Iscores: compute the imputation KL-based scoring rules

Usage

Iscores(
  imputations,
  methods,
  X.NA,
  m = length(imputations[[1]]),
  num.proj = 100,
  num.trees.per.proj = 5,
  min.node.size = 10,
  n.cores = 1,
  projection.function = NULL,
  rescale = TRUE
)

Arguments

imputations

a list of list of imputations matrices containing no missing values of the same size as X.NA

methods

a vector of characters indicating which methods are considered for imputations.

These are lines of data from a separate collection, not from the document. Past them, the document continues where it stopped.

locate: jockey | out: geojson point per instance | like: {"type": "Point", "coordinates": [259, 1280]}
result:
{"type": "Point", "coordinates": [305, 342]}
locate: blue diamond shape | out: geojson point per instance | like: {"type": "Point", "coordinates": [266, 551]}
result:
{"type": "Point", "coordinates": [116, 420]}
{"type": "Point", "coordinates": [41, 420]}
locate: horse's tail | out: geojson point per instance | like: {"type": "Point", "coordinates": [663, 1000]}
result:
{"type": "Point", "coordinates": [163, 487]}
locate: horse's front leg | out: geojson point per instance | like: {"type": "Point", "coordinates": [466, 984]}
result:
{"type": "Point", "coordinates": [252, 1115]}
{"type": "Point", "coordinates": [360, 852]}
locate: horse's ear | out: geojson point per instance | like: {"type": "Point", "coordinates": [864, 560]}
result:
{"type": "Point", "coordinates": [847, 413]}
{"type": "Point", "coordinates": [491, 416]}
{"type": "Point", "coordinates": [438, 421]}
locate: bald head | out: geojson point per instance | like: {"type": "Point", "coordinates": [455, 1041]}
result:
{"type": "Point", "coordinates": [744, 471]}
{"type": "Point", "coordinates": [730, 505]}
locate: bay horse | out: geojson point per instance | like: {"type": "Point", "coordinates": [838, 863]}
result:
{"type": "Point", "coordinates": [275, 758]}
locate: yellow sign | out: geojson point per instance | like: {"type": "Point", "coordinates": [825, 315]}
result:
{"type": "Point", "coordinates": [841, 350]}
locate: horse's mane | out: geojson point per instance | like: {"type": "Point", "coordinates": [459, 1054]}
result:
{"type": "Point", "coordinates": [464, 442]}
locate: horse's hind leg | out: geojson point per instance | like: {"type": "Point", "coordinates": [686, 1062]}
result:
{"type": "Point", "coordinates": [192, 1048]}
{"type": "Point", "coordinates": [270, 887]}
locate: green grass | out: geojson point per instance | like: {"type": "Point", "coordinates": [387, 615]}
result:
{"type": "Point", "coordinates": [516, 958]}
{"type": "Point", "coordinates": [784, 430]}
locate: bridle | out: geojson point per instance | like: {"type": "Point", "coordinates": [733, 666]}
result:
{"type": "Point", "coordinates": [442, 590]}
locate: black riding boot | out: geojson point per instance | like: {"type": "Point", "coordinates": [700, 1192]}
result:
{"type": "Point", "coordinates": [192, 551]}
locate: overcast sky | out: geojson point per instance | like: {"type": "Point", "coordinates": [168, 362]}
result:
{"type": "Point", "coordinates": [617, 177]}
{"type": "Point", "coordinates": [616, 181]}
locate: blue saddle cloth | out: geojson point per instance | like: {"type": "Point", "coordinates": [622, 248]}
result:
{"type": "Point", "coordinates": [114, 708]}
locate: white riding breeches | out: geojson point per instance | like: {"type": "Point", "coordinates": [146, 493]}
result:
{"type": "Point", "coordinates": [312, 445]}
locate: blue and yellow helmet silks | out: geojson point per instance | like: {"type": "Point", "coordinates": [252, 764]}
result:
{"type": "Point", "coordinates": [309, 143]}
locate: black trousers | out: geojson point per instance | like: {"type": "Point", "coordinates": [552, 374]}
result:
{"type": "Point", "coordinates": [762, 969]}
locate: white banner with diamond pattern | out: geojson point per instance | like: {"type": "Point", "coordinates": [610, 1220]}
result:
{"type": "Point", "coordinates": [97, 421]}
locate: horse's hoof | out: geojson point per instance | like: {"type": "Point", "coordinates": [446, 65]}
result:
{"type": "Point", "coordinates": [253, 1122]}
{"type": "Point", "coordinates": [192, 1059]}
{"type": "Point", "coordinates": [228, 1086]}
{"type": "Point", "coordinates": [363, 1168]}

It should have the same length as the list imputations.

X.NA

a matrix containing missing values, the data to impute.

m

the number of multiple imputation to consider, defaulting to the number of provided multiple imputations.

num.proj

an integer specifying the number of projections to consider for the score.

num.trees.per.proj

an integer, the number of trees per projection.

min.node.size

the minimum number of nodes in a tree.

n.cores

an integer, the number of cores to use.

projection.function

a function providing the user-specific projections.

rescale

a boolean, TRUE if the scores should be rescaled such that the max score is 0.

Value

a vector made of the scores for each imputation method.

Examples

n <- 100
X <- cbind(rnorm(n),rnorm(n))
X.NA <- X
X.NA[,1] <- ifelse(stats::runif(n)<=0.2, NA, X[,1])

imputations <- list()

imputations[[1]] <- lapply(1:5, function(i) {
 X.loc <- X.NA
 X.loc[is.na(X.NA[,1]),1] <- mean(X.NA[,1],na.rm=TRUE)
 return(X.loc)
})

imputations[[2]] <- lapply(1:5, function(i) {
 X.loc <- X.NA
 X.loc[is.na(X.NA[,1]),1] <- sample(X.NA[!is.na(X.NA[,1]),1],
 size = sum(is.na(X.NA[,1])), replace = TRUE)
 return(X.loc)
})

methods <- c("mean","sample")

Iscores(imputations,
methods,
X.NA,
num.proj=5
)

Sampling of Projections

Description

Sampling of Projections

Usage

sample.vars.proj(ids.x.na, X, projection.function = NULL, normal.proj = T)

Arguments

ids.x.na

a vector of indices corresponding to NA in the given missingness pattern.

X

a matrix of the observed data containing missing values.

projection.function

a function providing the user-specific projections.

normal.proj

a boolean, if TRUE, sample from the NA of the pattern and additionally from the non NA. If FALSE, sample only from the NA of the pattern.

Value

a vector of variables corresponding to the projection.


Truncation of probability

Description

Truncation of probability

Usage

truncProb(p)

Arguments

p

a numeric value between 0 and 1 to be truncated

Value

a numeric value, the truncated probability.